Im Buch wird somit auch die andere Seite der Erinnerung geschildert: die abgespaltene Erinnerung, das Trauma. Leszek Szuster, Leiter der Gedenkstätte Auschwitz und einer der wenigen, der bis an Jureks Lebensende mit ihm befreundet war, meint, dass es für Jurek „medizinisch heilsam“ war, Jugendlichen von den erlebten Verbrechen zu berichten. Doch Jurek hatte auch Erinnerungen, die er nicht erzählen konnte oder wollte. Baders Beschreibungen deuten daraufhin, dass Jurek zwar als einer der wenigen Auschwitz überlebte, aber sein Leben lang unter den Folgen des Lagers litt. Besonders im engen Miteinander mit Freunden und seiner Familie schien er stark eingeschränkt zu sein. Er verlor mit der Zeit fast alle seine Freundschaften und verhielt sich lieblos bis gewalttätig seinem Sohn und seiner Frau gegenüber. Zeitlebens hatte er Flashbacks und im Lebensalter sogar psychotische Schübe mit Verfolgungswahn, die ihn ins Krankenhaus brachten.

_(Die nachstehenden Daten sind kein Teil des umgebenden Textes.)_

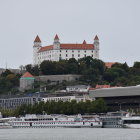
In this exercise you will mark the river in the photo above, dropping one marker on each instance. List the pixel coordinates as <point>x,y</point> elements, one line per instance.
<point>69,134</point>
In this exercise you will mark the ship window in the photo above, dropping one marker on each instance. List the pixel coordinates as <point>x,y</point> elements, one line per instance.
<point>131,121</point>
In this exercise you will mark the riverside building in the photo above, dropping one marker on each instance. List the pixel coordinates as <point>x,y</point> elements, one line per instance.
<point>64,51</point>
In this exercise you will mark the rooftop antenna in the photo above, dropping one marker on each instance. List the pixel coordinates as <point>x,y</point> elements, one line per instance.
<point>6,65</point>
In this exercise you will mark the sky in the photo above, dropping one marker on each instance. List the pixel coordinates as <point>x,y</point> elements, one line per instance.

Doch auch, wenn Jurek durch das Erzählen selbst nicht vollständig gesund werden konnte, so hat er der Nachkriegsgesellschaft einen wichtigen Dienst erwiesen: Aus kultursoziologischer Perspektive lässt sich sagen, dass Jurek durch seine Arbeit wesentlich zur Ausbildung eines kommunikativen Gedächtnisses im Hinblick auf die Verbrechen der Nazis in Auschwitz beitrug. Im Lebensalter wollte Jurek mit Hilfe von Ko-Autoren seine Erinnerungen verschriftlichen; er wollte sie zum Bestandteil eines kulturellen Gedächtnisses machen und so bewahren. Die Autorin schildert, wie diese Buchprojekte immer wieder an der Schwierigkeit scheitern, ein Verbrechen wie den Holocaust in einem Werk festzuhalten. Jurek konnte, als er schließlich seine Biographie beendet hatte, keinen Verleger finden. Seine Erinnerungen erscheinen erst nach seinem Tod im Verlag des Museums Auschwitz, wo sie entgegen Jureks Wunsch nur ein kleines Publikum erreichen können.(1)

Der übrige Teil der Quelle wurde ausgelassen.